Acute otitis media (AOM) typically presents as a sudden onset of otalgia, fever, and hearing loss, which are preceded by an upper respiratory tract infection lasting for several days. Fever occurs in about 30-50% of patients of AOM, and is usually less than 40 degrees C. Fever over 40 dgrees C suggests bacteremia or a different etiology of the fever (8). Pneumatic otoscopy reveals an opaque TM that is bulging with poor mobility. Erythema is a characteristic finding, but it may be absent. There may be perforation. Otitis media with effusion (OME), on the other hand, is asymptomatic in most children. Some may complain of hearing loss and less commonly tinnitus and vertigo. Older children may complain of a "plugged" feeling or "popping" in their ears, which is usually bilateral. The TM commonly appears opaque, but may be retracted or full. An air fluid level or bubbles may be seen. Mobility is also decreased. It is important to distinguish between the two diseases because the management of each is different; however, it is not easily done. Some key points would be that fever, irritability, definite redness and otalgia, and a bulging and opaque eardrum are associated with AOM, whereas absence of symptoms except for hearing loss, and a retracted eardrum are associated with OME. Both can present with middle ear effusion and decreased mobility of the TM (9).
If severe otalgia is present, then analgesia becomes a major therapeutic consideration. Minor pain can be treated with acetaminophen or ibuprofen in most instances. For more severe pain, topical anesthesia with benzocaine containing ear drops (e.g., Auralgan otic) can be administered in the office to see if satisfactory analgesia is achieved. If not, a stronger analgesic such as acetaminophen with hydrocodone may be necessary. Although benzocaine containing ear drops are used for pain relief, one should be aware of allergic reactions and to be certain that there is no perforation of the TM.

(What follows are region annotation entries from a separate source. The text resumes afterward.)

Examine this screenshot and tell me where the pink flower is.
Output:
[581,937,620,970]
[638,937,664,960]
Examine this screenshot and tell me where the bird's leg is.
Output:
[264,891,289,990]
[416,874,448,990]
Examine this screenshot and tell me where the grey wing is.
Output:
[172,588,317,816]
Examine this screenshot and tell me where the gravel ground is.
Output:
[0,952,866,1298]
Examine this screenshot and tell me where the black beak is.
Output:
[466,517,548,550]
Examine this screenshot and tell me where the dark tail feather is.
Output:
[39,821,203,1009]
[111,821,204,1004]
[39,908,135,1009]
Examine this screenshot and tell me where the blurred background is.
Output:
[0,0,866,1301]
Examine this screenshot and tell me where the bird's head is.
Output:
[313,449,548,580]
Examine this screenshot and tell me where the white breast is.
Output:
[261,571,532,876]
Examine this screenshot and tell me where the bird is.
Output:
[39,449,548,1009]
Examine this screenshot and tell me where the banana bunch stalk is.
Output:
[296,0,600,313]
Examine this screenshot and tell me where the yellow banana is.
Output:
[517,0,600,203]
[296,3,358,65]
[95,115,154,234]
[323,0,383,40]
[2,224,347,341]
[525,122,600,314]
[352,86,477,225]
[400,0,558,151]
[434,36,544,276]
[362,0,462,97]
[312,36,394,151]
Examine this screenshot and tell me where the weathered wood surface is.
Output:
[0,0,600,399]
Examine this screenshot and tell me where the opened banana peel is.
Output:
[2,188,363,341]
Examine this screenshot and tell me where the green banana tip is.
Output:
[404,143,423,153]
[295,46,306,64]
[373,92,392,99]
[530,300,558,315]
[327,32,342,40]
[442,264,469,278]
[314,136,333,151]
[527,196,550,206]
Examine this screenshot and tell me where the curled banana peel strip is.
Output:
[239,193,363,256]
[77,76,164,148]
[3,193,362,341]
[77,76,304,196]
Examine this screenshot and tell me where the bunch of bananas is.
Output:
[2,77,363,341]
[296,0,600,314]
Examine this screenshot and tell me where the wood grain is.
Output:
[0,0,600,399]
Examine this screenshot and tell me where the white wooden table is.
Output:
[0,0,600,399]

Due to the overprescribing of antibiotics and emergence of antibiotic-resistant strains of bacteria, the guideline for the management of otitis media has changed, in that observation without antibiotics is an option that is dependent on age, severity, and assurance of follow-up (2,10,11,17).
Children with AOM should be given antibiotics for the following conditions:
. . . . . Children 6 months and older with otorrhea with AOM.
. . . . . Children 6 months and older with severe signs or symptoms, regardless whether unilateral or bilateral.
. . . . . Children younger than 24 months with non-severe signs and symptoms, with BILATERAL AOM, and otorrhea.
Children with AOM can be either be prescribed antibiotics OR observed without antibiotics for 48 to 72 hours if the following criteria are met:
. . . . . Children 6 to 23 months with non-severe signs and symptoms, with UNILATERAL AOM, and no otorrhea.
. . . . . Children 24 months and older with non-severe signs and symptoms, regardless whether unilateral or bilateral, and no otorrhea.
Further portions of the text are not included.